In Miami Herald reports that Haina, “Paradise Remade: Dominican Republic Lead Polluter Goes Green,” the a town once known for being one of the planet’s worst polluters, is now being held up as an example of what can happen when a neighborhood, environmentalists, a university, the business sector and government work together. Here are excerpts with a link to the full article below:
Just five years ago, this low-income industrial town just west of the capital was considered one of the “most polluted places in the world.” Poisoned by toxic levels of lead in their blood, kids erupted in seizures. Most of them sported blank stares, which conveyed that they never fully appreciated the neurological consequences of all those afternoons spent playing with unearthed remnants of a battery recycling plant.
[. . .] God’s Paradise, a collection of spontaneous settlements in a city called Haina, is unspoiled now. Children’s lead blood levels are at safe levels. And to the surprise of everyone involved, the company blamed for contaminating their bodies and land is now a leader in the green recycling movement. A place once known for being one of the planet’s most contaminated neighborhoods is now being held up as an example of what can happen when a neighborhood, environmentalists, the international community, academics, the business sector and government work together.
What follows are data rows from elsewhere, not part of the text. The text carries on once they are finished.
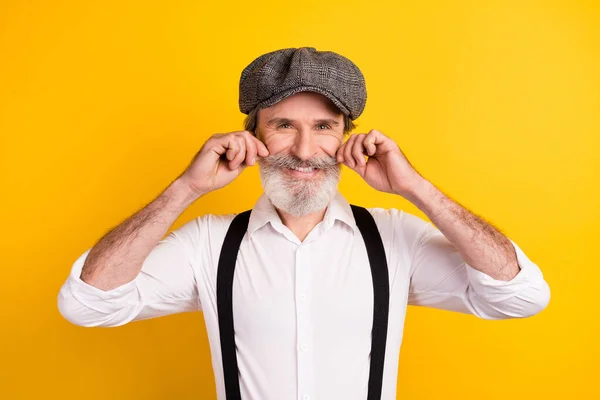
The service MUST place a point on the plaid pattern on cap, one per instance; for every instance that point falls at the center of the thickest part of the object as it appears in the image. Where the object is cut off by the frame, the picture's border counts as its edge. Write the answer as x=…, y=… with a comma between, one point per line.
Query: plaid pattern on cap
x=274, y=76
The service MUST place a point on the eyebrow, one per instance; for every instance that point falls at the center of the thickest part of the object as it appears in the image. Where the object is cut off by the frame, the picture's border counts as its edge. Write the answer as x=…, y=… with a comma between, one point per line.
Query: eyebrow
x=279, y=121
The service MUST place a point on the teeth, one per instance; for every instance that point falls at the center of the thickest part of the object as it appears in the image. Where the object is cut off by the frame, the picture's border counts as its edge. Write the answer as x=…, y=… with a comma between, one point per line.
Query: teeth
x=304, y=169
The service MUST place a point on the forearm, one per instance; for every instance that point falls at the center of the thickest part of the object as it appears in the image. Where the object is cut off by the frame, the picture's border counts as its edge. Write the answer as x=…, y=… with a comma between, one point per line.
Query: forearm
x=481, y=245
x=118, y=257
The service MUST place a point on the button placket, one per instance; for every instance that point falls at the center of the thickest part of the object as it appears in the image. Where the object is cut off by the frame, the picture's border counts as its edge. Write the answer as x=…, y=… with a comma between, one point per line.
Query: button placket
x=304, y=325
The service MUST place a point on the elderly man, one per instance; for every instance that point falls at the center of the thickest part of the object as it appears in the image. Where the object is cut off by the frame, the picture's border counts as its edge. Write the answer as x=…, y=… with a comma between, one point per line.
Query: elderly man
x=304, y=296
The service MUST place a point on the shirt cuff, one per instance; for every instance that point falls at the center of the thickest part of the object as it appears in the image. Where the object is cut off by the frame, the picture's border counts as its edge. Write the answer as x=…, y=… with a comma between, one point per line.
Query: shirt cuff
x=495, y=290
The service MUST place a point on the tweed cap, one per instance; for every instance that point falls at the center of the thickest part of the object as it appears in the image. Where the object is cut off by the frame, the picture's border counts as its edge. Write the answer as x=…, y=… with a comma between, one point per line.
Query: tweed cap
x=276, y=75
“I’m green now,” said Jose Antonio Rodriguez, president of Meteoro, the Dominican Republic’s largest battery recycler. “What are they going to say about me now?” They started saying bad things in the 1980s, when Rodriguez’s family operated a battery plant in the area — long before many of the illegal houses that eventually surrounded his smelter even existed. Like many of the back-alley battery plants that still exist in Santo Domingo, Metaloxa routinely bought used batteries, dumped the acid and sold the remains for profit. When activists visited in the early 1990s, they found a 30-foot high pile of batteries. Lead fumes wafted in the air. The levels of lead in the children’s blood were 30 times the accepted average; the soil, 1,000 times. “We struggled for 18 years,” said Sandra Castillo, the activist whose face is now on the mural. “I called and called and nobody listened.”
Eventually, the New York-based Friends of Lead Free Children and the environmental group Blacksmith Institute intervened. When Blacksmith placed Haina third on its 2006 list of the Top 10 most polluted places on the planet, the negative publicity got the Dominican government’s attention.
[. . .] In developing countries like the Dominican Republic, used batteries are busted open manually. Chronic poisoning accumulates in the bones and causes to fatigue, headache, aching bones and muscles, forgetfulness, loss of appetite and sleep. But the major damage is seen in children, who suffer irreversible neurological damage.
“People in the developing world were operating in a way that wasn’t to the best standards,” said Brian Wilson, program manager of the International Lead Management Center, an organization funded by the lead industry. “It’s easy to shut down the smelter and put people out of work. In this case, we worked with the company and the government.”
[. . .] Richard Fuller, president of the Blacksmith Institute, said all of the children in Haina now have safe — and continuously dropping — lead levels.